AI digital human: Real-ESRGAN, an image super-resolution model that makes pictures clear

1 Introduction to Real-ESRGAN

1.1 What is Real-ESRGAN?

The full name of Real-ESRGAN is Enhanced Super-Resolution GAN: Enhanced super-resolution confrontation generation network. It is a blind image super-resolution model released by Tencent ARC Lab. Its goal is to develop a practical image/video repair algorithm. Real-ESRGAN is based on ESRGAN. It uses purely synthetic data for training. Think of it as an image/video repair, enlargement tool.

github address: Real-ESRGAN
paper address: Real-ESRGAN: Training Real-World Blind Super-Resolution with Pure Synthetic Data

Real-ESRGAN currently provides five models, namely realesrgan-x4plus (default), reaesrnet-x4plus, realesrgan-x4plus-anime (optimized for animation illustration images, with smaller size), realesr-animevideov3 (for animation videos) and realesrgan-x4plus-anime-6B, you can choose the appropriate model to use according to the picture or video you want to process.

 1.2 Principle of Real-ESRGAN

(1) Generator:

The same generator (SR network) as ESRGAN [50] is adopted, namely a deep network with multiple residual-residual dense blocks (RRDB), as shown in Fig. 4. We also extend the original ×4ESRGAN architecture to perform super-resolution with ×2 and ×1 scaling factors.

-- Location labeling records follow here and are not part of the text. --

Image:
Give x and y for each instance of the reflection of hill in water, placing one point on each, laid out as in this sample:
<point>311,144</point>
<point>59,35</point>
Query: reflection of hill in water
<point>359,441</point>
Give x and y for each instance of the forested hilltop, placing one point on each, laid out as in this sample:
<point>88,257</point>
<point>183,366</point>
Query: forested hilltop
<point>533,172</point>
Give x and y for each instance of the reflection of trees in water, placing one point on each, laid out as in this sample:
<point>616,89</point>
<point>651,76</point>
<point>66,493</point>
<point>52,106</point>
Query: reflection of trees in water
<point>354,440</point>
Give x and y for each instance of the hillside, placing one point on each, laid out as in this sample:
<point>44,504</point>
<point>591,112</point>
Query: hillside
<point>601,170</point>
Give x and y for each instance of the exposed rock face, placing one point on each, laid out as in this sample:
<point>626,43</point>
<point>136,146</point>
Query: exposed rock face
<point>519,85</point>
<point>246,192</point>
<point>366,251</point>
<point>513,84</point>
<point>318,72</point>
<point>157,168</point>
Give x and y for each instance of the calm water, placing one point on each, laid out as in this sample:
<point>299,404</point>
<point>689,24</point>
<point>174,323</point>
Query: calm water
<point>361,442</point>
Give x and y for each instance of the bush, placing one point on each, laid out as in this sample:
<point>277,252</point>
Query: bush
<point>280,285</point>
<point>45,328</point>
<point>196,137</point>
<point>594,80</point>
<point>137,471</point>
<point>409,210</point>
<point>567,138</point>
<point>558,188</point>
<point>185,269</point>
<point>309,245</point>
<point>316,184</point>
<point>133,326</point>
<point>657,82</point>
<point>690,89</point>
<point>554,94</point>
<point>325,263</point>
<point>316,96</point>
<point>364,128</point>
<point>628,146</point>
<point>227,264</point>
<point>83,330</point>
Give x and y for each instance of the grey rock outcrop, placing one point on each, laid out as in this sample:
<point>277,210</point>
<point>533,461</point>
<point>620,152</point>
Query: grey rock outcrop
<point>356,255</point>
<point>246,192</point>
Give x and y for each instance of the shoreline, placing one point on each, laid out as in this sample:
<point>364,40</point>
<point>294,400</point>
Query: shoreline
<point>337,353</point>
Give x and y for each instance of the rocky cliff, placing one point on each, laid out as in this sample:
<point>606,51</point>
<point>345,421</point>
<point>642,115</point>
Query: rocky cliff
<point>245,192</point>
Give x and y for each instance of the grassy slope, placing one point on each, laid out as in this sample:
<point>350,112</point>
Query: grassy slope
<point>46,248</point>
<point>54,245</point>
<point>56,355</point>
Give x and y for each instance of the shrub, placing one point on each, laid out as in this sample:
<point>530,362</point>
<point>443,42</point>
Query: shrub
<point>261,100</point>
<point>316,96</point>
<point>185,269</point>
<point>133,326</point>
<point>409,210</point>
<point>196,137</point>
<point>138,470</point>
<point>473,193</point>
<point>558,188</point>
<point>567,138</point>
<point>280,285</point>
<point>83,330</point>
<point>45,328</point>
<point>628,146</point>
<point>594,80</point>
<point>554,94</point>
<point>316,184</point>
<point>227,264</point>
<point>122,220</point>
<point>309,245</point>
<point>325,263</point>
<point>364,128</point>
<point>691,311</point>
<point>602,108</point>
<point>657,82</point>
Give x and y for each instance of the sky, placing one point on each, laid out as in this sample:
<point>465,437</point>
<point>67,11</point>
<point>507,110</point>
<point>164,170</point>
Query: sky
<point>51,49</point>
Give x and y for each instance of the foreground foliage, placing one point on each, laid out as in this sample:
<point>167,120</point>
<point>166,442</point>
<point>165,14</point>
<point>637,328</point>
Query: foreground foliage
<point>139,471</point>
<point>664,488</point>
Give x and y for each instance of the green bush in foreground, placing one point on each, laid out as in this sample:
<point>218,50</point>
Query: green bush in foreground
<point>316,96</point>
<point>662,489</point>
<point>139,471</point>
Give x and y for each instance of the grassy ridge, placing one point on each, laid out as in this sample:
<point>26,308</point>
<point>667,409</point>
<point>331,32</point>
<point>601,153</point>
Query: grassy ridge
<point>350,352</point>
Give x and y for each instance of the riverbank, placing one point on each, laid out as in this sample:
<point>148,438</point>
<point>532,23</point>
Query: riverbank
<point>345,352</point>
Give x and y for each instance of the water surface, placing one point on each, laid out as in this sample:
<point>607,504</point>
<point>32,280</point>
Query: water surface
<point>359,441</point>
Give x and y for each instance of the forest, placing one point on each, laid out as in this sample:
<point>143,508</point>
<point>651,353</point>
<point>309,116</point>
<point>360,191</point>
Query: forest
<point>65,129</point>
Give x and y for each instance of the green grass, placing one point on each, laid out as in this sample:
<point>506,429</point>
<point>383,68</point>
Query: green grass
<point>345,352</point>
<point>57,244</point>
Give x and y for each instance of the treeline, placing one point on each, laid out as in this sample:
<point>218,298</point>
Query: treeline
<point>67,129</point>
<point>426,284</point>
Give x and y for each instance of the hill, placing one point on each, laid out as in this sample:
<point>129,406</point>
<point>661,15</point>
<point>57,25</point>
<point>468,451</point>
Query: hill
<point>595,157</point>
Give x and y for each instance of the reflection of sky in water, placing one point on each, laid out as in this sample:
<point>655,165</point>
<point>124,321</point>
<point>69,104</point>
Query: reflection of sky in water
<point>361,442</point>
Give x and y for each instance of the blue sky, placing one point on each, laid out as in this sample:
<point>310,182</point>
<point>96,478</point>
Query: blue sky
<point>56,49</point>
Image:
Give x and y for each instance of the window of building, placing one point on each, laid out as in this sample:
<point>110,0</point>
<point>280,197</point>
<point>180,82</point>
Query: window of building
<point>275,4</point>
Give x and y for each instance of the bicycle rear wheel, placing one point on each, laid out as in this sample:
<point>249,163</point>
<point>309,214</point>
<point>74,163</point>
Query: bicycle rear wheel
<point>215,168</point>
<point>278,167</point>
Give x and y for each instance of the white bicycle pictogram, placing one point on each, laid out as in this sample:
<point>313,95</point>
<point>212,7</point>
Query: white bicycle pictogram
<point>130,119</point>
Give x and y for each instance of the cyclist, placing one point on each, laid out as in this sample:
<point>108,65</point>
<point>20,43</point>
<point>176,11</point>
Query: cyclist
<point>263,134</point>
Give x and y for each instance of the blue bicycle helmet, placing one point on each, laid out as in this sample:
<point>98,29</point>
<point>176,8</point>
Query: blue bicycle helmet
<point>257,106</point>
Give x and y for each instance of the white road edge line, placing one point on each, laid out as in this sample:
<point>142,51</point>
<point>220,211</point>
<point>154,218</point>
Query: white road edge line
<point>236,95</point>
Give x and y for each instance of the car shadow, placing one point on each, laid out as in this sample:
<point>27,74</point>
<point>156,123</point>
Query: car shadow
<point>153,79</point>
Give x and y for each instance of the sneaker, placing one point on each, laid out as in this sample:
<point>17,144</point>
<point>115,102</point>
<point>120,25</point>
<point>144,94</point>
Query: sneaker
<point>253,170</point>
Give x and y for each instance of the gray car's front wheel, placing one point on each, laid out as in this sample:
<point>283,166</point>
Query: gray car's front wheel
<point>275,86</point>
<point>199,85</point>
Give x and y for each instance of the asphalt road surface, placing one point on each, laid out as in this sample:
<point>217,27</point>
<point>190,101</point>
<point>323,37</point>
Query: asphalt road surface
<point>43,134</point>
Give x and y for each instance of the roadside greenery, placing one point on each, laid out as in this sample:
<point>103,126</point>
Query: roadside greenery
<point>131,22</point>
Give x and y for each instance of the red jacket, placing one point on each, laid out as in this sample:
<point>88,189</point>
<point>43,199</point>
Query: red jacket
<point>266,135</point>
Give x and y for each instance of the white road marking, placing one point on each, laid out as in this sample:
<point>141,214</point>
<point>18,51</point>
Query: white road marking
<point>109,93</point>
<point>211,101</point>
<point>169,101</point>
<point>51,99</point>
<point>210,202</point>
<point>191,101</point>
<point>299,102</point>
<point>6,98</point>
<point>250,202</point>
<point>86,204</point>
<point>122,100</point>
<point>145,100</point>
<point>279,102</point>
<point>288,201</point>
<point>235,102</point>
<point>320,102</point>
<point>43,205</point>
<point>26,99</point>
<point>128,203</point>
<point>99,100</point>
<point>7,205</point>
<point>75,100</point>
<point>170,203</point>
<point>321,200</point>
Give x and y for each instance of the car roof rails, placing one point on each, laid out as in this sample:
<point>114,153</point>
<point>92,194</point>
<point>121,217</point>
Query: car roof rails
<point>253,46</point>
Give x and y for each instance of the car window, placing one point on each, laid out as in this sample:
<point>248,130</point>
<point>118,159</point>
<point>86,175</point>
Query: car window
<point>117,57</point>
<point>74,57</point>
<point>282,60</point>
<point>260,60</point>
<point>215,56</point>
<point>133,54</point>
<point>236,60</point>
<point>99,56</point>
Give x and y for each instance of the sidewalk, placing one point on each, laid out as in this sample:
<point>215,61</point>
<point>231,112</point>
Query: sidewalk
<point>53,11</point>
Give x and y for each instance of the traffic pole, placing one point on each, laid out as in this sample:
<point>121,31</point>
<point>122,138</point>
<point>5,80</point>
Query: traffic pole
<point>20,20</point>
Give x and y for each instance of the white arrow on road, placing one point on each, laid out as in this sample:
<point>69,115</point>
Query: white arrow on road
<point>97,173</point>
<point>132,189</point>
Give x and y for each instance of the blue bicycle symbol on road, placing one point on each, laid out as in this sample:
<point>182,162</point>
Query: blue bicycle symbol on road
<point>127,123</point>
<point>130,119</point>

Since ESRGAN is a heavy network, we first use pixel unshuffle (the inverse operation of pixel-shuffle [42]) to reduce the spatial size and enlarge the channel size before feeding the input into the main ESRGAN architecture. Therefore, most calculations are performed in a smaller resolution space, which reduces the consumption of GPU memory and computing resources.

Real-ESRGAN adopts the same generator network as ESRGAN. For scaling factors of ×2 and ×1, it first uses pixel unshuffle operations to reduce the spatial size and rearrange the information into the channel dimension

(2) Discriminator: U-Net discriminator with spectral normalization (SN)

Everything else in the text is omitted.